Roasted Pork Belly Buns

Normally “gua bao” is made with melt in your mouth fatty braised pork, with cilantro and crushed peanuts for traditional Taiwanese fare. That will probably be a recipe for another day. Instead, this is a simple roasted pork belly, spiced and done in the air fryer until the edges are crisp, on home made buns. The recipe for the buns is the same as for man tou, just in a different shape. You can make a lot and freeze, or you can use store bought ones and just reheat.

An oddity about this is that while Tian Mian Jiang is often called “sweet bean paste”, the actual condiment most often has no beans, and should be more accurately translated as sweet wheat paste.
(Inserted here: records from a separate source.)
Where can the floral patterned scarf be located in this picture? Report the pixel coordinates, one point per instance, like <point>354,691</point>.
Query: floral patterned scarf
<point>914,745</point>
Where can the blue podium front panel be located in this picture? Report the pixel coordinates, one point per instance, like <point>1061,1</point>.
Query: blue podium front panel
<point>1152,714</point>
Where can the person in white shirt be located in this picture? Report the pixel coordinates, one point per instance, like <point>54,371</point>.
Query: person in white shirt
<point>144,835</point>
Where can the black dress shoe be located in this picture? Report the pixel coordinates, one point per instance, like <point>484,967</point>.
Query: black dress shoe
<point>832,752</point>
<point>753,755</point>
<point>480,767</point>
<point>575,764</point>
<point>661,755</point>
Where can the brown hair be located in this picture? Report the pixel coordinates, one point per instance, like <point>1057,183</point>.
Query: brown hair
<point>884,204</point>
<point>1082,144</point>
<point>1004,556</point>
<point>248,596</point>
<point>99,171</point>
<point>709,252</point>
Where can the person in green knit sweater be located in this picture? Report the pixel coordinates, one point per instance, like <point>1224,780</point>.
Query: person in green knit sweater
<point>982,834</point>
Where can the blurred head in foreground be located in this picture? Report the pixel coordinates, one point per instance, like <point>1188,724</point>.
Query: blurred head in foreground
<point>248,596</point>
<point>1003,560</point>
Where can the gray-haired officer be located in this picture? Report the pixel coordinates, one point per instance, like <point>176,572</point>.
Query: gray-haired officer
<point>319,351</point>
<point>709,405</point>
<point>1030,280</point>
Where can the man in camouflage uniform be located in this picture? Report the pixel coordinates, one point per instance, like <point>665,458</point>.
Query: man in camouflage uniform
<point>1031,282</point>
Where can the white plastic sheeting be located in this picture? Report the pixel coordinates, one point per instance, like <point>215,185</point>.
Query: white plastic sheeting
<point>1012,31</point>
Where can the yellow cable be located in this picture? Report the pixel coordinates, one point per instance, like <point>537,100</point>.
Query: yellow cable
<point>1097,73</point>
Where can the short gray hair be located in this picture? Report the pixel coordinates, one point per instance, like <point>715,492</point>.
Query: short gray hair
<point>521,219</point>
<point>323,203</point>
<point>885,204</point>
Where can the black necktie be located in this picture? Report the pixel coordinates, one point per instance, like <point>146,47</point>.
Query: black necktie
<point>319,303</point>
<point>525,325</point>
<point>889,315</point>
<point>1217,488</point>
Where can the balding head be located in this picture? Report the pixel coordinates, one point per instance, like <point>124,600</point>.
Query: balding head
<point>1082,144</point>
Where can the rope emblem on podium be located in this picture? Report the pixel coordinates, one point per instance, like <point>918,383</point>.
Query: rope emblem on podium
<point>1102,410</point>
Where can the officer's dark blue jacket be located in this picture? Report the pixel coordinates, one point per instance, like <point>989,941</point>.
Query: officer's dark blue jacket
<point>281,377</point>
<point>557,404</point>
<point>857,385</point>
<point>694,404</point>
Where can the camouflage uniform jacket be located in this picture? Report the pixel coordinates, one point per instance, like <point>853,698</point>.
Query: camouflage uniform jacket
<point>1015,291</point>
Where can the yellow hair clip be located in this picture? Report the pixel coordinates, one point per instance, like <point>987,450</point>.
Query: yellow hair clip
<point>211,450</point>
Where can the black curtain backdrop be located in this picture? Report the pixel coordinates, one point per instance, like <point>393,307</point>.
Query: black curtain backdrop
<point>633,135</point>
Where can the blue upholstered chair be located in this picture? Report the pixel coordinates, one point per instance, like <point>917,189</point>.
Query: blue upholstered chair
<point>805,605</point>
If you don’t like it spicy, julienned cucumbers is a great substitute.

Ingredients

  • 6 gua bao buns, warm
  • 12 three inch slices pork belly (two for each bun)
  • Salt and pepper to taste
  • 1 teaspoon sesame oil
  • 1 teaspoon soy sauce
  • 1/4 teaspoon five spice powder
  • 1 teaspoon shao xing wine (or rice wine/sake/sherry, if you don’t have)
  • Tian Mian Jiang/sweet bean (wheat) paste
  • Sliced jalapeno peppers or cucumbers
  • Sliced scallions
  1. Combine sesame oil, soy sauce, five spice powder, shao xing wine, and salt and pepper in a bowl. Marinate the pork belly while you prepare the buns and slice the scallions and jalapenos/cucumbers.
  2. Fry in the air fryer at 375 degrees Fahrenheit for 15 minutes, or until crispy on the edges. Your time may vary if you use a conventional oven.
  3. Smear the warm buns with the sweet bean paste, add two slices pork belly, jalapeno, and scallions. Serve hot.